Grote en kleine zoogdieren hebben hart en longen van vergelijkbare maten in relatie tot hun lichaamsmassa. Daarom moeten de samentrekkingspercentages van het hart en de longen van de seconden veel groter zijn dan die van de eerste om voldoende of te kunnen dragen of2 Naar de weefsels.

Het aantal hartslag per minuut is bijvoorbeeld 40 in olifant, 70 in een volwassen mens en 580 in een muis. Evenzo ademen mensen ongeveer 12 keer en muizen ongeveer 100 keer per minuut.

Binnen dezelfde soort worden deze patronen ook waargenomen bij individuen van verschillende grootte. Bij volwassen mensen zijn de hersenen bijvoorbeeld verantwoordelijk voor ongeveer 20% van de totale metabole uitgaven, terwijl bij kinderen 4 tot 5 jaar deze kosten 50% bereikt.

Het kan je van dienst zijn: ribzymen

Basaal metabolisme en levensduur

Bij zoogdieren zijn lichaamsgroottes en hersenen en basaal metabolisme gerelateerd aan een lange levensduur door vergelijking

L = 5,5 × C0,54 × M-0,34 × T-0,42,

Waar L Het is een lange levensduur in maanden, C Het is de massa van de hersenen in gram, M Het is de lichaamsmassa in grams, en T Het is de TMB in calorieën per gram per uur.

De exponent van C Geeft aan dat de levensduur van zoogdieren een positieve associatie heeft met de hersengrootte. De exponent van M Geeft aan dat een lange levensduur een negatieve associatie heeft met lichaamsmassa. De exponent van T geeft aan dat een lange levensduur een negatieve associatie heeft met de snelheid van het metabolisme.

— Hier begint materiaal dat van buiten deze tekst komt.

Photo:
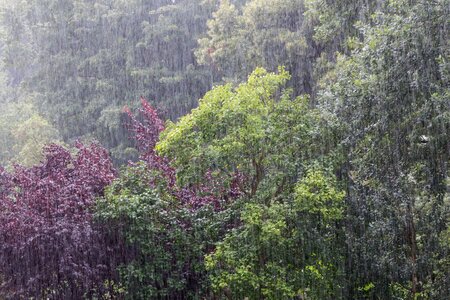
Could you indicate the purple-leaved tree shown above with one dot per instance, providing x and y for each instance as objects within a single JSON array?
[
  {"x": 48, "y": 246},
  {"x": 146, "y": 134}
]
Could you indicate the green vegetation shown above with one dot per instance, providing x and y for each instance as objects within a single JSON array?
[{"x": 315, "y": 164}]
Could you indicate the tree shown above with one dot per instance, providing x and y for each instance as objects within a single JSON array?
[
  {"x": 277, "y": 254},
  {"x": 48, "y": 246},
  {"x": 391, "y": 95},
  {"x": 260, "y": 34}
]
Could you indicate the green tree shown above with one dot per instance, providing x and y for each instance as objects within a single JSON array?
[
  {"x": 259, "y": 34},
  {"x": 392, "y": 98},
  {"x": 277, "y": 254}
]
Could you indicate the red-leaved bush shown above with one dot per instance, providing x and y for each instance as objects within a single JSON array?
[{"x": 48, "y": 247}]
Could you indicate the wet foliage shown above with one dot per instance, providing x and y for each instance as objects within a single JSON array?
[{"x": 289, "y": 150}]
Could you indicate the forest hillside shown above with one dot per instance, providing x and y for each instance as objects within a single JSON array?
[{"x": 224, "y": 149}]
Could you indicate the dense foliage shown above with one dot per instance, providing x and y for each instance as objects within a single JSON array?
[{"x": 314, "y": 166}]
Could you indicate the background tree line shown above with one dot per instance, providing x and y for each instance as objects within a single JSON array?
[{"x": 323, "y": 179}]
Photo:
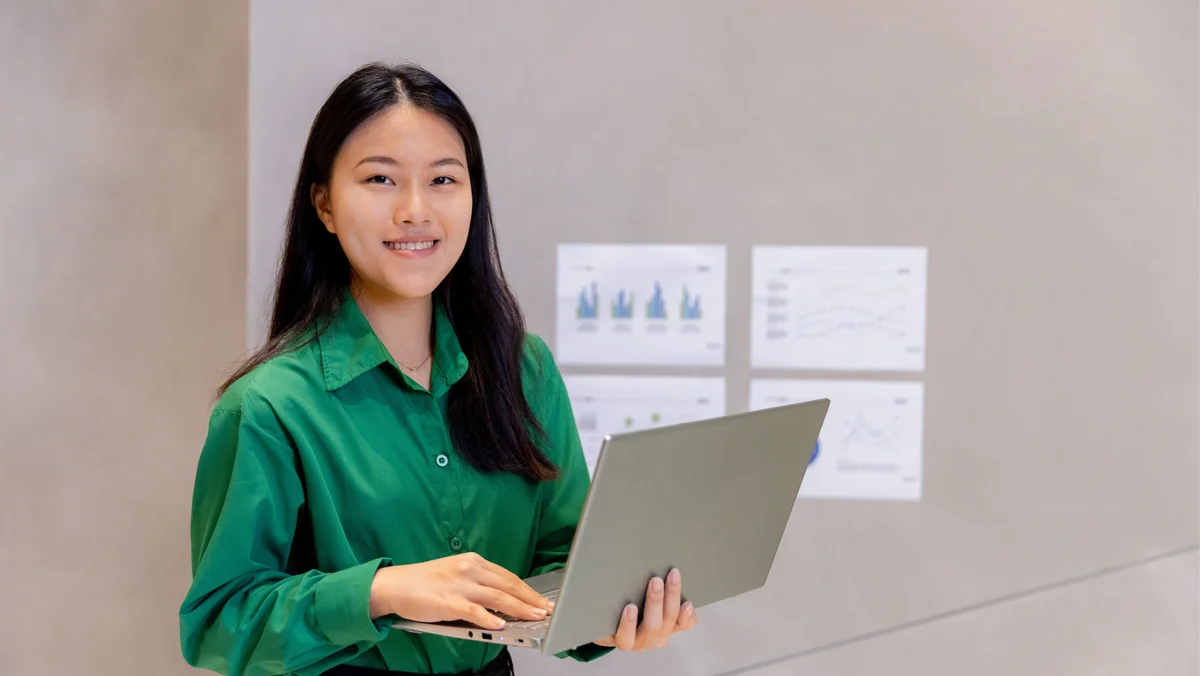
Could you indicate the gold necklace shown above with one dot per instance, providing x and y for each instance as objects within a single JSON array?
[{"x": 407, "y": 368}]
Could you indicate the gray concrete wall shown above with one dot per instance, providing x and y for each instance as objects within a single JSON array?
[
  {"x": 123, "y": 268},
  {"x": 1045, "y": 154}
]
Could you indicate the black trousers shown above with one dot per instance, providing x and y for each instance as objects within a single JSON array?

Deze relatie is, hoewel met verschillende exponenten, ook van toepassing op vogels. Deze hebben echter de neiging om meer te leven dan vergelijkbare zoogdieren van lichaamsmassa.

Medisch belang

Dames TMB kan tijdens de zwangerschap verdubbelen. Dit komt door de toename van het zuurstofverbruik veroorzaakt door de groei van de foetus- en baarmoederstructuren, en de grootste ontwikkeling van de circulatie van de moeder en de nierfunctie.

De diagnose van hyperthyreoïdie kan worden bevestigd door de toename van het zuurstofverbruik, dat wil zeggen een hoge TMB. In ongeveer 80% van de gevallen van schildklierhyperactiviteit is de TMB ten minste 15% hoger dan normaal. Een verhoogde TMB kan echter ook worden veroorzaakt door andere ziekten.

Referenties

  1. Guyton, a. C., Hall, J. EN. 2001. Verdrag van medische fysiologie. McGraw-Hill Inter-American, Mexico.
  2. Hill, r. W., Wyse, g. NAAR., Anderson, m. 2012. Fysiologiedier. Sinauer Associates, Sunderland.
  3. Lighton, J. R. B. 2008. Metabole tarieven meten - een handleiding voor wetenschappers. Oxford University Press, Oxford.
  4. Lof, m., Orausson, h., Bostrom, k., Janer-Sjöberg, B., Sohlstrom, a., Forsum, e. 2005. Veranderingen in basale metabolische snelheid tijdens de zwangerschap in relatie tot veranderingen in lichaamsgewicht en samenstelling, cardiale output, insulineachtige groeifactor I en schildklierhoorns en in relatie tot foetus. American Journal of Clinical Nutrition, 81, 678-85.
  5. Randall, D., Burggren, w., Frans, K. 1998. Dierfysiologie - mechanismen en aanpassingen. McGraw-Hill Inter-American, Madrid.
  6. Solomon, s. J., Kurzer, m. S., Calloway, D. H. 1982. Menstruatiecyclus en basale metabolische snelheid bij vrouwen. American Journal of Clinical Nutrition, 36, 611-616.
  7. Willmer, p., Steen, g., Johnston, ik. 2005. Milieufysiologie van dieren. Blackwell, Oxford.